Background information
- Origin: United Kingdom
- Genres: Psychedelic rock; freakbeat; garage rock; acid rock; proto-punk;
- Years active: 1966–1969; 1977; 1984; 1996; 2002; 2011–2013;
- Labels: Sire, Stiff,
- Past members: Mick Farren Pete Munro Clive Muldoon Mike Robinson Benny (surname unknown) Phil Mari Russell Hunter Cord Rees Ian “Sid” Bishop Michael “MJ” McDonnell Duncan “Sandy” Sanderson Paul Rudolph Andy Colquhoun Larry Wallis Alan Powell Wayne Kramer George Butler Doug Lunn Ric Parnell Michael Simmons Jack Lancaster Garry Chamberlain Alexander Stowell

= The Deviants (band) =

British rock band

The Deviants (formerly The Social Deviants) were a British psychedelic rock band originally active from late 1966 to 1969. The bandname was later used as a vehicle for the musical work of writer Mick Farren until his death in 2013.

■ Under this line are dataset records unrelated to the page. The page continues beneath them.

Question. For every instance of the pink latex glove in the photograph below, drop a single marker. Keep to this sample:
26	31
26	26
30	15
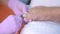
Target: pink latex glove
18	7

Farren has stated that The Deviants were originally a community band which "did things every now and then—it was a total assault thing with a great deal of inter-relation and interdependence". Musically, Mick Farren described that they were influenced by The Who, Charles Mingus, The Velvet Underground and Frank Zappa.

==History==
===1960s===
The Social Deviants were founded by singer/writer Mick Farren in late 1966 out of the Ladbroke Grove UK Underground community, featuring Pete Munro on bass, Clive Muldoon on guitar, Mike Robinson on guitar, and Benny (surname unknown) on drums. This group played at UFO in Tottenham Court Road and opened the Alexandra Palace Love-In festival. Shortly thereafter Benny (surname unknown) was replaced by Phil Mari on drums for a few gigs. In the early months of 1967 Phil Mari left the band and was replaced by Russell Hunter (born Barry Russell Hunter, 26 April 1946, Woking, Surrey died 19 December 2023, Eastbourne, East Sussex) as permanent drummer in the group. The band then shortened their name to "The Deviants" after Pete Munro, Clive Muldoon, and Mike Robinson all left the group and were replaced by Cord Rees on bass and Sid Bishop on guitar (born Ian Bishop, 17 December 1946, Balham, South West London). With the financial backing of Nigel Samuel, the 21-year-old son of a millionaire, whom Farren had befriended, the group independently recorded their debut album Ptooff!, selling copies through the UK Underground press before it was picked up by Decca Records. This LP had been reissued on Drop Out Records (1992), Captain Trip Records (2004), Esoteric Recordings (2009), and Angel Air Records (2013); additionally, a 10" EP with excerpts from Ptooff!! was released on Alive/Total Energy Records (1996) under the name 'Social Deviants'.

Rees left the band in June 1967 to be replaced by Farren's flatmate Duncan Sanderson (born Stuart Duncan Sanderson, 31 December 1948, in Carlisle, Cumbria died 21 November 2019, Hampstead Heath, North West London) and the band released a second album Disposable through the independent label Stable Records.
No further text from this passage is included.